The editing team replied, “Everyone wants their photos altered. We automatically applied the changes everyone always wants. You are the first client to ever refuse”.

The edits were all removed and what you see on our site is all real life Tanya — and she is gorgeous just the way she is!

At heart I’m a greenie and absolutely dislike waste. In fact, one of the elements I love about COSMOS organic certification (the new global organic cosmetic standard) is the energy audit that takes places each year. We track our energy consumption and despite rising production levels year by year we need to show how we plan to reduce our energy consumption. So far we’ve managed to do just that, thanks to industrial sized fans in the summer and eco heaters in winter to replace air conditioning units. This year we are replacing all the traditional fluorescent lights in the factory with energy efficient LEDs. Another initiative we have in place is the collection of all organic waste/foods scraps for energy creation and a recycle/reuse policy that has enabled almost complete diversion from landfill. We no longer have a landfill bin at the factory!

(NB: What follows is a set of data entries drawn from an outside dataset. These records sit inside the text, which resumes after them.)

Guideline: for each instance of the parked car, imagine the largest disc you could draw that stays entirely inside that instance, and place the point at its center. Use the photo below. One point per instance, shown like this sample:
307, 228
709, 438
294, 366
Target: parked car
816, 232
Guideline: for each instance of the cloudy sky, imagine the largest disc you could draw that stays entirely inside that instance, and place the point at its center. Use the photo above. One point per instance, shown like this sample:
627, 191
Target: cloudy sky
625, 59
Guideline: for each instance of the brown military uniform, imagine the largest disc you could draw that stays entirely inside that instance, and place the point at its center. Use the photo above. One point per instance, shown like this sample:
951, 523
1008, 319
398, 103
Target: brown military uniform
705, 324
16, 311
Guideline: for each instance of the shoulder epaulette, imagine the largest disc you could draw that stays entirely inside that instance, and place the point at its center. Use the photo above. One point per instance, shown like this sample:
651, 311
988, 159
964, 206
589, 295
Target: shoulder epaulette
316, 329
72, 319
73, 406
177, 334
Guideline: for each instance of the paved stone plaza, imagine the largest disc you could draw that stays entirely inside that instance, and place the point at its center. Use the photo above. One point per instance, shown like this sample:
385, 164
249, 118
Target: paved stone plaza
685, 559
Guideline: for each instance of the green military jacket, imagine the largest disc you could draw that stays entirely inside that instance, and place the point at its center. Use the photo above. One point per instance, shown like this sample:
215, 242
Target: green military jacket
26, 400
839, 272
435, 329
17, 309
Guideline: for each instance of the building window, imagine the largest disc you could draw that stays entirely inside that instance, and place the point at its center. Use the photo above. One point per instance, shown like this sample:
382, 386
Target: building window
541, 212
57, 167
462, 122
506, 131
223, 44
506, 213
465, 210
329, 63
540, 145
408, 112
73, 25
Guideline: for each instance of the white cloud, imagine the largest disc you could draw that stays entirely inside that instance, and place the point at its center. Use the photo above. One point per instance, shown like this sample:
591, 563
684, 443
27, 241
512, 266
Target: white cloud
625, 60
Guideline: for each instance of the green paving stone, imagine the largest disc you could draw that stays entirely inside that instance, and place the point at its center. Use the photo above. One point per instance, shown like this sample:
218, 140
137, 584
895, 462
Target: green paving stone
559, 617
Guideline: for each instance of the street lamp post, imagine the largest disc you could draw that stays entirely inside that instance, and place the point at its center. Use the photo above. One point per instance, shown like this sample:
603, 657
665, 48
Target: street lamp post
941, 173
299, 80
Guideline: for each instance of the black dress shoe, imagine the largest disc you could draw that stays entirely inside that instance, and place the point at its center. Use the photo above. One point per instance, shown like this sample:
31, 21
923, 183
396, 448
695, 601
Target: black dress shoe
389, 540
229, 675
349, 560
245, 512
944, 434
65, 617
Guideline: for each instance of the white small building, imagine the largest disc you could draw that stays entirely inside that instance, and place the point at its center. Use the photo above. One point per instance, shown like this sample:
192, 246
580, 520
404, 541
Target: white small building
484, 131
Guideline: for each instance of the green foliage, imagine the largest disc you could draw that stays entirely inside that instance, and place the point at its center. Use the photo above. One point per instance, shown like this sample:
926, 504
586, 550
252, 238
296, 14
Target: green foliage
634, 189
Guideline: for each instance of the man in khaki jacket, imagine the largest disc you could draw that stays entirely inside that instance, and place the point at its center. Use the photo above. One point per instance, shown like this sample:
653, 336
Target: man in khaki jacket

We seek out the most sustainable sources for our raw materials. For example, we source our coffee from within Australia. The plantation is set on rich volcanic soil which is both flood- and drought-proof, making it a truly sustainable crop for our landscape. Even better, we source the irregularly sized beans that are not suited to drinking coffee (as they would roast unevenly) and we use those beans as the exfoliant material in zk’in Clarifying Exfoliator. Our coffee source is what we call a ‘waste wise’ ingredient, and this model of sourcing is key to sustainability.

It’s been lovely to witness the appreciation we’ve received from consumers and stockists alike, thankful to find a brand dedicated to safety, honesty and integrity, but still delivering results consumers are looking for.